Она уже приезжала сюда с Райнером, но перестук смолк: эта музыка в семидесятых и андеграунд, и подземка – конечно, можно над этим смеяться – были тогда со своим полумраком скорее явлениями небесными, чем земными, – ведь говорят же «воздушное метро», разве нет? «Вельветовый андеграунд», грохот листового железа и церковный орган вдохновили Вацлава Гавела на «бархатную» чешскую революцию – он столько раз об этом вспоминал. Лу Рид пела тогда «Walk on the Wild Side»[125]и «I'll be your mirror»:[126]они с Райнером тоже немного походили по опасной стороне жизни, тогда они были зеркалом один другого, это вселяло мужество.
В витринах, на искусственном мраморе навесов над входом в магазины, были кое-где укреплены большие ели – вечные рождественские украшения, которые и в январе еще стояли на своем посту: рапсодия гирлянд, золотые шары, миниатюрные короны из остролиста, каскадное мерцание крохотных лампочек, как серебренные электрические рекламные локоны – хрупкая сетка из фосфоресцирующего сахара. Но так же как в музыкальной партитуре новая тема заявляет о себе сначала коротким лейтмотивом, аккордом, четырьмя-пятью нотами, так появилась где-то на еловой ветке в середине красная лента, обшитая галуном, – разве раньше на празднике она была или закралась незаметно, не лишняя ли?

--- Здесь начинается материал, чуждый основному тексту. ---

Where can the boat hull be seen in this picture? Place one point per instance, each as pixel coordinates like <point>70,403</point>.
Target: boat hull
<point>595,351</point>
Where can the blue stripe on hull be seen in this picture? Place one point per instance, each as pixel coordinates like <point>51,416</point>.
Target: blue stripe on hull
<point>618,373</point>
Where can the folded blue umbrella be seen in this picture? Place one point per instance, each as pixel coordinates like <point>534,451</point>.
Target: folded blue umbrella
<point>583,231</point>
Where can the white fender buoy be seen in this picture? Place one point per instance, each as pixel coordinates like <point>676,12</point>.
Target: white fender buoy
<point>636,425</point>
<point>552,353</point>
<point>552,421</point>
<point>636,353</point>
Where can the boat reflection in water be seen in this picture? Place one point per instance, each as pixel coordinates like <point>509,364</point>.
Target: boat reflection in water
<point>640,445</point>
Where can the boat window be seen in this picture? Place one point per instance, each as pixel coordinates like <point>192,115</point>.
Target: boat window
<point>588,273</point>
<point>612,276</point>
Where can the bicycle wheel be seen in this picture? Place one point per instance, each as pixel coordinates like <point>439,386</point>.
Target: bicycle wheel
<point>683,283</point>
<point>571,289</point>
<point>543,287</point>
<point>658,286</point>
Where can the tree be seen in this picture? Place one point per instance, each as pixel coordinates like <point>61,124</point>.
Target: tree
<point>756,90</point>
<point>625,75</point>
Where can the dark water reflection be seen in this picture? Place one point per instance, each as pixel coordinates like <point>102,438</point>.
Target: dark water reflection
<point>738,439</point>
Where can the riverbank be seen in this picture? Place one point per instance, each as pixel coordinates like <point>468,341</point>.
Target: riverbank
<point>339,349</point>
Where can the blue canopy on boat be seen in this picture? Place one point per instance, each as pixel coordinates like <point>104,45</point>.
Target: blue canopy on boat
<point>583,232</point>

Но вот мотив возвращается, надо только пройти чуть дальше: та же лента перед меховым магазином «Сакс», как немного траурные знаки препинания среди нарядного хлама, потом мелодия уже начинает звучать всерьез, как главная тема, она заполняет все: маленькие кроваво-красные бабочки, выпорхнувшие из бутоньерок, решили присесть на ветках ели на фронтоне собора Святого Патрика, на елки, стоящие на паперти, и на те, что сбились в круг рядом с тяжелыми распахнутыми вратами собора, откуда доносится звучание органа – началась поминальная месса.